A just society is one that values all human life, including those who are ill - even when they are unable to see value in their own lives.

A society that champions euthanasia is one that will actively encourage those already conscious of ‘being a burden’ to regard themselves as such. If killing becomes a treatment option, then those who are suicidal will not be reassured, ministered to or comforted – through time they will be encouraged to kill themselves.

We don’t want the kind of society that treats the weak and vulnerable like they are a burden, less in value to the rest of us.

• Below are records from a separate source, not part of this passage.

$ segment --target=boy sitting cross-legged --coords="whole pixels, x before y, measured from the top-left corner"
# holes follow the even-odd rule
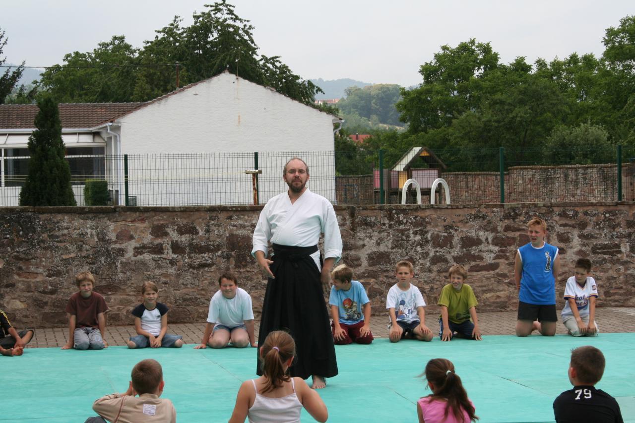
[[[397,283],[388,291],[386,308],[391,318],[388,337],[391,342],[403,339],[430,341],[432,332],[425,326],[425,302],[419,288],[410,283],[414,276],[412,263],[397,264]]]
[[[157,302],[158,293],[159,288],[154,282],[148,281],[141,286],[144,302],[132,311],[137,335],[130,337],[128,341],[128,348],[180,348],[183,346],[182,336],[166,333],[168,306]]]
[[[31,342],[35,331],[24,329],[19,332],[9,321],[6,314],[0,310],[0,354],[21,356],[24,347]]]
[[[574,337],[598,336],[598,325],[595,322],[598,285],[589,276],[591,271],[591,260],[578,258],[575,262],[575,274],[566,279],[566,302],[562,310],[562,323],[569,335]]]
[[[194,349],[224,348],[231,341],[237,348],[257,346],[251,297],[237,286],[236,275],[225,272],[218,278],[220,289],[210,300],[205,333]]]
[[[615,399],[595,384],[604,374],[606,360],[595,347],[579,347],[571,352],[569,382],[573,386],[554,401],[556,423],[624,423]]]
[[[364,286],[352,278],[352,270],[345,264],[339,265],[331,272],[333,286],[328,304],[336,345],[373,342],[370,327],[370,300]]]
[[[105,395],[93,403],[93,410],[100,417],[91,417],[86,423],[175,423],[177,411],[172,401],[159,398],[165,386],[159,362],[151,358],[139,361],[130,377],[125,393]]]
[[[62,349],[102,349],[108,347],[104,339],[106,332],[108,306],[101,295],[93,292],[95,276],[82,272],[75,277],[79,288],[69,299],[66,314],[69,318],[69,340]]]
[[[441,306],[439,337],[442,341],[449,341],[457,333],[467,339],[481,340],[476,315],[478,302],[472,287],[465,283],[467,271],[460,264],[455,264],[450,268],[448,276],[450,283],[441,290],[437,303]]]

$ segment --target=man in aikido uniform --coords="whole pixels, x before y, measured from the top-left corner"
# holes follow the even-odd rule
[[[312,387],[326,386],[337,374],[333,335],[324,294],[342,256],[342,236],[331,203],[306,187],[309,166],[293,158],[283,178],[289,189],[267,202],[253,232],[251,254],[269,277],[262,305],[258,345],[273,330],[287,329],[295,340],[297,361],[291,376],[312,376]],[[324,260],[318,242],[324,233]],[[268,241],[273,245],[269,259]],[[257,354],[260,359],[260,354]],[[260,363],[257,369],[262,375]]]

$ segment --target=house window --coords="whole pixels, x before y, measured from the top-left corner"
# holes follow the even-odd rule
[[[29,174],[29,149],[4,149],[4,186],[23,187]],[[105,178],[105,147],[67,147],[72,185],[86,179]]]
[[[29,149],[4,149],[4,186],[23,187],[29,173]]]
[[[105,179],[105,147],[68,147],[66,159],[70,165],[72,185],[84,185],[86,179]]]

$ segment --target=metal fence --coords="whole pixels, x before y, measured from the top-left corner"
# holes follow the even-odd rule
[[[107,181],[113,205],[264,204],[286,189],[283,167],[294,156],[309,164],[311,190],[334,204],[400,203],[404,183],[411,178],[421,187],[422,203],[429,203],[431,196],[444,203],[440,187],[431,192],[437,178],[447,182],[453,204],[635,201],[632,147],[552,149],[549,154],[541,149],[449,147],[415,152],[358,149],[67,158],[80,206],[86,204],[85,180],[95,178]],[[25,161],[28,157],[4,158],[2,205],[18,205]],[[406,196],[407,203],[416,202],[411,187]]]

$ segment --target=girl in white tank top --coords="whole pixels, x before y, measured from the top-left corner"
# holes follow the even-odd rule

Rather, we wish to echo the sentiments of Mary Kenny, when she said, “to be a burden is to be truly human” (The Times, 18.08.06).The Apostle Paul pointed us to a better way when he said “bear ye one another’s burdens, and so fulfil the law of Christ” (Galatians 6:2).

Therefore, let us seek a genuinely compassionate approach to dying:

one that tries to kill the pain and not the patient.

That is why The LifeLeague will and must ALWAYS oppose euthanasia.